Num ápice, empurrou o "manche" para diante e o PV2 "meteu o nariz para baixo"começando a descida vertiginosa. O jornalista não tirava os olhos do pára-brisas do avião. Aqueles segundos pareceram uma eternidade. O piloto sorriu levemente. Os olhos de todos iluminaram-se. Ali estava, bem debaixo deles, a igreja de Mucaba, baluarte da resistência de um punhado de heróis, símbolo de um povo consciente da sua missão no mundo conturbado e cego. Ali estavam eles!

O largo fronteiro à igreja estava cheio de terroristas que se preparavam para novo assalto, assim como a rua principal. As metralhadoras no nariz do PV2 entraram em acção vomitando fogo. O avião, em voo picado "varreu" duas ou três vezes o local, semeando a morte entre os assaltantes. Muitos tentaram ainda a fuga, mas poucos o conseguiram. Em breve centenas de cadáveres se juntaram aos que lá estavam, vítimas das balas certeiras dos defensores acampados na igreja.

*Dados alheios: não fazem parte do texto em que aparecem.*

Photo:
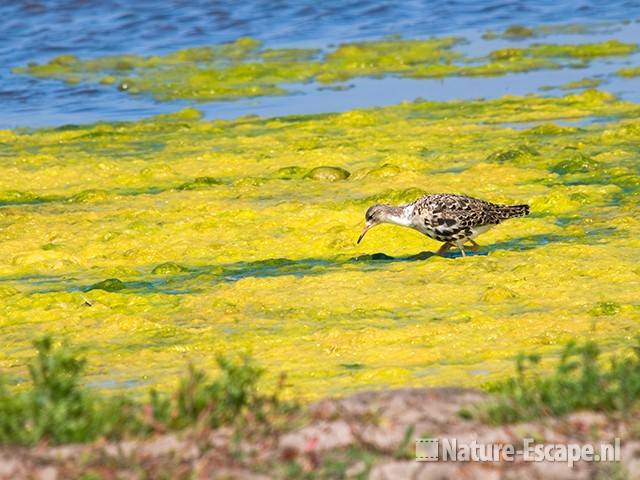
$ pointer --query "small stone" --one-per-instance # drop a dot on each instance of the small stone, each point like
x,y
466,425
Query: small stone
x,y
317,438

Um dos resistentes subiu ao campanário da igreja acenando efusivamente. O PV2 continuou depois a sobrevoar Mucaba. A alegria dos heróis era contagiante. Agora tinham já saído da igreja e acenavam para o avião que os havia salvo na hora exacta. O tenente-coronel Neto deu ordens a bordo e as munições e víveres foram lançados. Estava cumprida a missão e salvo os heróis do Mucaba (...)".


Jovem branca de 18 anos, violada e assassinada numa fazenda perto de Quitexe.

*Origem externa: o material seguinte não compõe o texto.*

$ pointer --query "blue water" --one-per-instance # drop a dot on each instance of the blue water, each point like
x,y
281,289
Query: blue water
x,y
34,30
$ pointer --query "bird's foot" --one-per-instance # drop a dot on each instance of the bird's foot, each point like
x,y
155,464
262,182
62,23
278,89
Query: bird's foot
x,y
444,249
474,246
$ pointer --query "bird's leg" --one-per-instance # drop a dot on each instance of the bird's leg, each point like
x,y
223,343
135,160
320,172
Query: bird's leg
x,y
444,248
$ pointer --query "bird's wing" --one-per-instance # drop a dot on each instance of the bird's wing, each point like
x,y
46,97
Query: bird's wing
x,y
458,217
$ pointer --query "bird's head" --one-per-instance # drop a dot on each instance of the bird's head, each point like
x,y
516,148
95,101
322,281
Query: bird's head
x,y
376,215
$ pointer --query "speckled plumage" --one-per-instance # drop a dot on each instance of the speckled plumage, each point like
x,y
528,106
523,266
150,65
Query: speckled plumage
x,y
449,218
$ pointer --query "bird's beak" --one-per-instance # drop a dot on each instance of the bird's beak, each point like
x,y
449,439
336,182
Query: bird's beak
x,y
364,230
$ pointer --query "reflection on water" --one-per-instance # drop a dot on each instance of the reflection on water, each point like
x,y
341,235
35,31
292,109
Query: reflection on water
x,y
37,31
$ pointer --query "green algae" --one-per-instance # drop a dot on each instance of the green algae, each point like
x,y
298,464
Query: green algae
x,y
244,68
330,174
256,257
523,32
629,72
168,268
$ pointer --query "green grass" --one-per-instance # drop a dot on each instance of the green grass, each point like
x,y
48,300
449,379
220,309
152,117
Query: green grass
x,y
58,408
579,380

O cadáver desnudo com um pau metido na vagina e crianças assassinadas no berço, na fazenda Nunes, nos arredores de Quitexe.
15 de Março, um "trofeu" para os dirigentes da UPA (fotos Horacio Caio).

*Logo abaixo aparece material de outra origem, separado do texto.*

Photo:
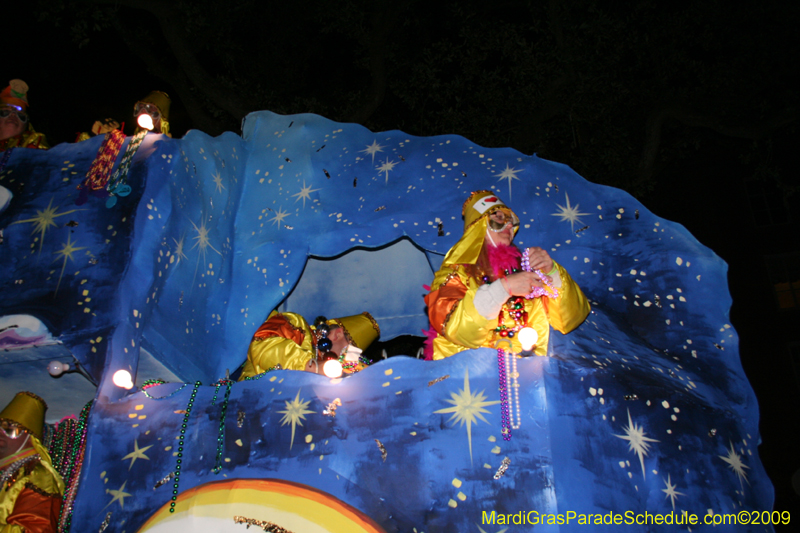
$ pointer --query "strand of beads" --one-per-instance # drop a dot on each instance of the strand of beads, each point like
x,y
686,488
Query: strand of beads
x,y
181,438
76,453
512,379
5,159
538,291
221,434
264,373
353,365
517,313
501,371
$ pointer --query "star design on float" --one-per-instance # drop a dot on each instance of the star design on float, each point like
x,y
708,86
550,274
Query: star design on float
x,y
179,248
203,242
509,174
119,496
735,463
569,213
217,179
67,249
372,149
45,220
637,441
137,453
295,414
386,167
304,194
279,216
467,407
670,491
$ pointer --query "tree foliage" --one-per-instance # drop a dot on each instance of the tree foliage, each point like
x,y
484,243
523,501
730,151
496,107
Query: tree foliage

"Os ataques não cessavam, cada vez mais bárbaros e mais cruéis. Angola inteira vivia as horas trágicas do Norte, acompanhando a par e passo os acontecimentos. Entretanto em Lisboa, o Governo da Nação, pela voz do seu chefe, tomava as decisões rápidas e drásticas que a situação exigia. Ninguém em Angola esquecerá as palavras do grande Salazar ao anunciar as medidas tomadas e a sua razão: - "para Angola rápidos e em força". Angola não tinha, como tentavam fazer crer lá fora os nossos inimigos, tropas para a defender. A paz em que sempre vivemos não necessitava de tropa. Apenas algumas centenas de soldados, aqueles que por força da obrigação estavam a cumprir o seu tempo normal de serviço militar, constituíam o efectivo da Província. Mas a situação era mais grave que poderia parecer. E Salazar compreendeu-o imediatamente. À sua ordem, começaram a embarcar em Lisboa tropas para a defesa de Angola contra o invasor, contra a sanha assassina. Ele mesmo assumiu a pasta da Defesa para garantir o cumprimentos das suas ordens de defender Angola, custasse o que custasse. Ninguém em Angola esqueceu aquele dia de Abril de 1961, nem as palavras do homem que em toda a sua vida de governante tem dado provas cabais a todo o mundo de que Portugal não é um país qualquer, nascido, como a maioria, de simples interesses financeiros ou ideológicos. Portugal é uma Nação de séculos, a quem a civilização do mundo muito deve. E isso nem todos querem reconhecer (...)".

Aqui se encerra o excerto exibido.